The brick church at 299 Chelsea Ave. in North Memphis shows up in records at the Shelby County Assessor’s office as “vacant land.”
The old church at 299 Chelsea Ave. is among 1,400 properties in Shelby County that are considered to be “tax dead.” Estimated property taxes and city negligence fees total nearly $250,000 on the property.
(Daily News/Andrew J. Breig)
The technical status of the church, which dates back to the 19th century, is just the first indication that the property is not what it seems to be on several fronts.
Owned by Centennial Baptist Church and Institute Inc., the property is appraised for tax purposes at $3,000 but it is among approximately 1,400 properties in Shelby County considered “tax dead.”
Buying the property would involve paying estimated property taxes and city negligence fees that total nearly a quarter of a million dollars – $248,672.51 according to estimates provided by County Trustee David Lenoir earlier this year. All but $902 of that is negligence fees for city code violations and cutting the grass.
“That property will never be developed under the current situation,” said City Council member Lee Harris. “We have got to figure out some way to do something about that.”
Harris is cosponsor of a still-developing proposed pilot program with council member Jim Strickland on the city side.
It involves the city and county waiving, with conditions, what is owed in taxes and penalties, if the property is transferred to a community development corporation or a similar entity for redevelopment over a specific period of time. The time period is one of many details being negotiated by leaders in both governments.
Shelby County Commissioner Steve Mulroy is the commission sponsor and the county action is where the detail work is currently underway.
“The city is going to have to make a decision to waive those fees in addition to the prospective city property tax liability and county tax liability,” Mulroy said. “The law currently does not allow us to forgive that. The whole point of this … is to deal with that problem by basically providing a grant to a (community development corporation), which would then give that money to the county and then the tax bill would be paid.”
Lenoir estimates there are approximately 1,300 “tax dead” properties that could qualify for the “blight abatement program.”
This property at 750 Marble has estimated taxes and negligence fees totaling $291,834 owed.

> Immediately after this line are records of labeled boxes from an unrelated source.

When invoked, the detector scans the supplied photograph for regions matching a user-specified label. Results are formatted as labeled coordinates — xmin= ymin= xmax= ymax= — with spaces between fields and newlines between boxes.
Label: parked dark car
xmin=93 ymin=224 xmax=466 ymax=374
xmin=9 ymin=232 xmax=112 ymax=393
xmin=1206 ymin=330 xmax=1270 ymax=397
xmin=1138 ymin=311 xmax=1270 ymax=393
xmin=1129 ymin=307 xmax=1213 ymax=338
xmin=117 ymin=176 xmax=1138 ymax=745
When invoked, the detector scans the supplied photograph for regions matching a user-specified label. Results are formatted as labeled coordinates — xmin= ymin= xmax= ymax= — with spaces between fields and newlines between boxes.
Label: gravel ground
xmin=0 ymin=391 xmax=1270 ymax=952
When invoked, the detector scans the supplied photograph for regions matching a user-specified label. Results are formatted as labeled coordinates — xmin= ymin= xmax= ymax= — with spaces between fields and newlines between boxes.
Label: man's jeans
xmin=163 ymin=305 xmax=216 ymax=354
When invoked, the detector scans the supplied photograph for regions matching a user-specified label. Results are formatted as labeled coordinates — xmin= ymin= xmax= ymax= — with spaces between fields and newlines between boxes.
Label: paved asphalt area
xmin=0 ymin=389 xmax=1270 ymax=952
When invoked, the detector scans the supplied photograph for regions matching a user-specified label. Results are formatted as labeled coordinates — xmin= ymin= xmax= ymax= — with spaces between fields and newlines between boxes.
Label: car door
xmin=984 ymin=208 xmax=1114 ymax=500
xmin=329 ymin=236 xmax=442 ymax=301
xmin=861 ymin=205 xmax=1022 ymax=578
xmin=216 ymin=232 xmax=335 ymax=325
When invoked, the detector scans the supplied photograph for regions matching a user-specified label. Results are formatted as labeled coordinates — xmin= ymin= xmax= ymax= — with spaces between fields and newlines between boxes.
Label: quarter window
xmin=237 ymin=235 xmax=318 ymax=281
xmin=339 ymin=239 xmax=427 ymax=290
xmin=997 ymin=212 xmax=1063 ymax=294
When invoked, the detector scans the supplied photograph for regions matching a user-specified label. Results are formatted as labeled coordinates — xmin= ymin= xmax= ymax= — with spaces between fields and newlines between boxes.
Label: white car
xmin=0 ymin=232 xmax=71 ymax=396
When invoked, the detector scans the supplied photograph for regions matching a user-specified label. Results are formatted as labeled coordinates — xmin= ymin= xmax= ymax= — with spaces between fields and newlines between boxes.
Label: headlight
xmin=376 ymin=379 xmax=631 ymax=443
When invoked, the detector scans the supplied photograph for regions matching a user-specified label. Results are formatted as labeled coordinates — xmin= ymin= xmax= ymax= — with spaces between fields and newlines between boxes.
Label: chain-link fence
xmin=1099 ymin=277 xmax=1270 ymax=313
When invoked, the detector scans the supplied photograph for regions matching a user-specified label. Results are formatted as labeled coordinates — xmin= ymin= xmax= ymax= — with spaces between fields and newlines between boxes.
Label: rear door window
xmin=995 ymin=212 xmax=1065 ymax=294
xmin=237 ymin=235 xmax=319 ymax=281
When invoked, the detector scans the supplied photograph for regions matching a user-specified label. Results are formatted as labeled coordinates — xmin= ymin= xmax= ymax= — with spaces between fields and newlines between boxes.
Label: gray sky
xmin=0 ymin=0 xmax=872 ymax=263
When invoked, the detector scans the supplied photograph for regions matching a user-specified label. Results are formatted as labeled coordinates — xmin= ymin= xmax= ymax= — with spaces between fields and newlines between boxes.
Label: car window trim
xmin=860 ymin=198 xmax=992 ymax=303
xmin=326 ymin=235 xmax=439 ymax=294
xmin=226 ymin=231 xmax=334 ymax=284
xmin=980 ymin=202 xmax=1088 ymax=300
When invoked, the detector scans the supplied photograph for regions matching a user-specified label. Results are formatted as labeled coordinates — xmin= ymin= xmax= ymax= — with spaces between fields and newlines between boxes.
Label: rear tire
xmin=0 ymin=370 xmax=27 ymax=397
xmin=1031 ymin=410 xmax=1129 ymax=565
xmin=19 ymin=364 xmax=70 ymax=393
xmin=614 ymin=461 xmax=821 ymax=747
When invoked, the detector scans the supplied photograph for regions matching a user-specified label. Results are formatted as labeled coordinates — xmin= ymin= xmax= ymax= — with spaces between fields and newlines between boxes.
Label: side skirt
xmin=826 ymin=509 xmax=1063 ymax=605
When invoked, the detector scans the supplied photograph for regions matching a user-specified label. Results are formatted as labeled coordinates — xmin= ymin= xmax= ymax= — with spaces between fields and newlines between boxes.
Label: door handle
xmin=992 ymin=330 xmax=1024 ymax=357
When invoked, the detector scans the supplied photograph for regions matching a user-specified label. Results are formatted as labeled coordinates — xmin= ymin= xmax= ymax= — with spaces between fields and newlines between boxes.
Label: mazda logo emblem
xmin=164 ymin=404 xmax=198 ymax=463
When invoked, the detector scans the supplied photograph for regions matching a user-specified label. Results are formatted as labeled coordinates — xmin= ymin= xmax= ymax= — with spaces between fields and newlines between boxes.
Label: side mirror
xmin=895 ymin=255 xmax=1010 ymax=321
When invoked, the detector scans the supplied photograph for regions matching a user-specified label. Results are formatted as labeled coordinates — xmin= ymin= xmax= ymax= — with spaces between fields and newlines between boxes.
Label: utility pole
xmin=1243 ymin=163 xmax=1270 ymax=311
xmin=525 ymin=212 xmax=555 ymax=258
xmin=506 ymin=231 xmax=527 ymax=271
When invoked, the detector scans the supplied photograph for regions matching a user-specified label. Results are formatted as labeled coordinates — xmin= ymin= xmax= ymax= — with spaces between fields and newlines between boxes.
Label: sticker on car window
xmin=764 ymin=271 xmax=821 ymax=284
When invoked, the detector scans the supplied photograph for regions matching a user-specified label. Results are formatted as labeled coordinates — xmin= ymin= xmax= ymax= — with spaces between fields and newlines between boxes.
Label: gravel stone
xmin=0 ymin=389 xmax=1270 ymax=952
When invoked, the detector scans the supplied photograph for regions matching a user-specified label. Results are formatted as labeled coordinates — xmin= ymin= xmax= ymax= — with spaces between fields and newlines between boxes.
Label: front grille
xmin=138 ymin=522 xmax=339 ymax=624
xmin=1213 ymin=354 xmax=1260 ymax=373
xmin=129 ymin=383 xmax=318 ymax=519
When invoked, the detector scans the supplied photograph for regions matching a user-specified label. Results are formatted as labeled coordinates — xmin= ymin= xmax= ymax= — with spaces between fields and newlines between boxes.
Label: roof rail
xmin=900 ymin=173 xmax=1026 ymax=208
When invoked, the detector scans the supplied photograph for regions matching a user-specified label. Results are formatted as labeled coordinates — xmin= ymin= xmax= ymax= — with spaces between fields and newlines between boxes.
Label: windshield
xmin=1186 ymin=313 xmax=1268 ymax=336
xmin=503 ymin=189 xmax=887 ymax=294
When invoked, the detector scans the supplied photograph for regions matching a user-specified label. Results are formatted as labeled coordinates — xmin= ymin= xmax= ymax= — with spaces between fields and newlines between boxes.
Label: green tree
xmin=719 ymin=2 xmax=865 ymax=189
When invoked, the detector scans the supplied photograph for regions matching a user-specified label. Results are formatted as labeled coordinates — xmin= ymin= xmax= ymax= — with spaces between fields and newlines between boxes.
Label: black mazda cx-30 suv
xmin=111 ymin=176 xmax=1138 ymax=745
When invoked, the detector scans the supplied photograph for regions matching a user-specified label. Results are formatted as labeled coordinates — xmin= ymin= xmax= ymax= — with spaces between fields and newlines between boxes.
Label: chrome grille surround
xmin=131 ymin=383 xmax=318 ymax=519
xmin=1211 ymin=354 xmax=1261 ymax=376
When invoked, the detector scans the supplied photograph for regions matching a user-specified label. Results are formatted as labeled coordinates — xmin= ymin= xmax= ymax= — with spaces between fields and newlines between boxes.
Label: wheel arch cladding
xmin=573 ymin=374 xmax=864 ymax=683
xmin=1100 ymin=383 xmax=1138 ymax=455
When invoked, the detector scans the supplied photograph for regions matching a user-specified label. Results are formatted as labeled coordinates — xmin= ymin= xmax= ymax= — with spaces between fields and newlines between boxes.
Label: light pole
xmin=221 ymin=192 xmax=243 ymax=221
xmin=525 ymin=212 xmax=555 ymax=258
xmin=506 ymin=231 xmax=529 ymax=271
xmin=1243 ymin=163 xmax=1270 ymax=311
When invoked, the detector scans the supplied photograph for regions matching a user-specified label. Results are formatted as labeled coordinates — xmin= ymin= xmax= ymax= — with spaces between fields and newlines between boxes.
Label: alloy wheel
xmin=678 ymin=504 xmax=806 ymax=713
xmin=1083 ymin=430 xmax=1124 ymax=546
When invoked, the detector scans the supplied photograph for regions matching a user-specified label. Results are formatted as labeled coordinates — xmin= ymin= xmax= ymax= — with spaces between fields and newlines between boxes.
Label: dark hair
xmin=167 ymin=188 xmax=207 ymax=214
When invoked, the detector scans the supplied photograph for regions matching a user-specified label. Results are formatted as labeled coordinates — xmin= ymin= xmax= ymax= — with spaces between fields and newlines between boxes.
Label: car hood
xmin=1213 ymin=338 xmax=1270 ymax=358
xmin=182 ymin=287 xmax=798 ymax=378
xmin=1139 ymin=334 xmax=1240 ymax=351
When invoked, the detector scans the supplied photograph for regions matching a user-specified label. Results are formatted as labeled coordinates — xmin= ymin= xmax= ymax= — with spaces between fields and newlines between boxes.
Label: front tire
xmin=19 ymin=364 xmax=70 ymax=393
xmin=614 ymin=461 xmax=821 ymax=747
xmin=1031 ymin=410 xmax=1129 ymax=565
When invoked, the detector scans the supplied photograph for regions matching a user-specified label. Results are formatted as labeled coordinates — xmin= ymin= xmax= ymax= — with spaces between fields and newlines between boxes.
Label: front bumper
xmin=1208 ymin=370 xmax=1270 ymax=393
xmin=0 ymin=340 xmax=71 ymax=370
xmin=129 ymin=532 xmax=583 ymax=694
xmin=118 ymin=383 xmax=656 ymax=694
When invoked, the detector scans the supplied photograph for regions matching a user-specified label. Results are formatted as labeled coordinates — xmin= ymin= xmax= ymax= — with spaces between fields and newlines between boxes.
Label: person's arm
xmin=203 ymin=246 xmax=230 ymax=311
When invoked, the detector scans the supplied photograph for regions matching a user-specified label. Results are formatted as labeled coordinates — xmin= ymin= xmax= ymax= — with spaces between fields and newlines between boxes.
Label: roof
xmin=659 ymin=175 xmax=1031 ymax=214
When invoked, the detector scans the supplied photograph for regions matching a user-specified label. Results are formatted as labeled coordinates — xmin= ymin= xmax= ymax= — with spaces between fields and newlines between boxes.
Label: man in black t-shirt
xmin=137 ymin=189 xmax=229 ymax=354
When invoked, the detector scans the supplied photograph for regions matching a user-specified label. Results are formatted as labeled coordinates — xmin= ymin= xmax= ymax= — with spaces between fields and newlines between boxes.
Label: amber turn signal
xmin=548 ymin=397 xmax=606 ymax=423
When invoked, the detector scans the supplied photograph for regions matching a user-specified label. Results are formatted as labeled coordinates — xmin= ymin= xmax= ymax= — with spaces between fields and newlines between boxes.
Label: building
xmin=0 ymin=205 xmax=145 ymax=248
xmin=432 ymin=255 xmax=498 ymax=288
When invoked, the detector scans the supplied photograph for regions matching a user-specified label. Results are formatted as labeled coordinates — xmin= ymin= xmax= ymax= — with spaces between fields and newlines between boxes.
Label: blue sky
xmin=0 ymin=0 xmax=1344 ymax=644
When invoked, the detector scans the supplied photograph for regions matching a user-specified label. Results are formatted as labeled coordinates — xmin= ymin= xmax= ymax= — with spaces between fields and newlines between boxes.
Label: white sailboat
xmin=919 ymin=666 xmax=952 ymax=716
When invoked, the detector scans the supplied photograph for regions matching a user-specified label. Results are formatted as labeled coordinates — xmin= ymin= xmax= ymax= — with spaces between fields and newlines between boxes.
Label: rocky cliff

(Daily News/Andrew J. Breig)
Harris and Mulroy say putting the “tax dead” properties on the block at a tax sale is a process that takes too long.
“We’re trying to provide an alternative to tax sales. The tax sale process sometimes takes too long,” Mulroy said. “This would be an alternative to that where we could avoid the tax sale option.”
Lenoir, whose office recently reached an agreement with the city of Memphis to collect city property taxes as well as county property taxes, isn’t so sure the tax sales the way his office has been conducting them recently for the county would be too slow.
“The thought is it could happen much quicker than a tax sale. If everything lines up, that may be true,” he said of the emerging proposal. “But I still have a lot of questions as far as due process and proper notification, liability as it relates to if an interested party comes back and says I didn’t get permission to donate this property.”
Mulroy, a law professor at the University of Memphis Cecil C. Humphreys School of Law, acknowledges those are valid technical concerns.
“We’re thinking that we may not have to cross every “T” and dot every “I” and show every detail,” Mulroy said. “We just need enough detail that the (Tennessee) attorney general can evaluate it. If he approves it, then administratively we can add some more of those details as we implement it.”
But at a meeting this week with all of those involved in parsing the details, Lenoir said he wanted to make sure someone is doing more than signing papers without laying eyes on the properties throughout the process.
“I requested in that meeting that not one dollar be spent until the oversight and ongoing compliance of this was determined,” he said. “I think too many times we paint the ship as it’s leaving the dock and the next things you know one of these programs that sounds good really isn’t working that good.”
Harris, who is a colleague of Mulroy’s at the law school, said a transfer to a community development corporation solves three problems at one time with both local governments and is revenue neither government stands a realistic chance of collecting in many cases.
“It would be organized as a loan – a loan to the person getting the property. However, the loan is forgiven if over two years (the person) maintains the property – and by that we mean there are no citations,” Harris said. “If you didn’t maintain the property … then all that would happen is that loan would not be forgiven and it would end up being a lien on the property, the same lien we have now. … It would be back to where we are now.”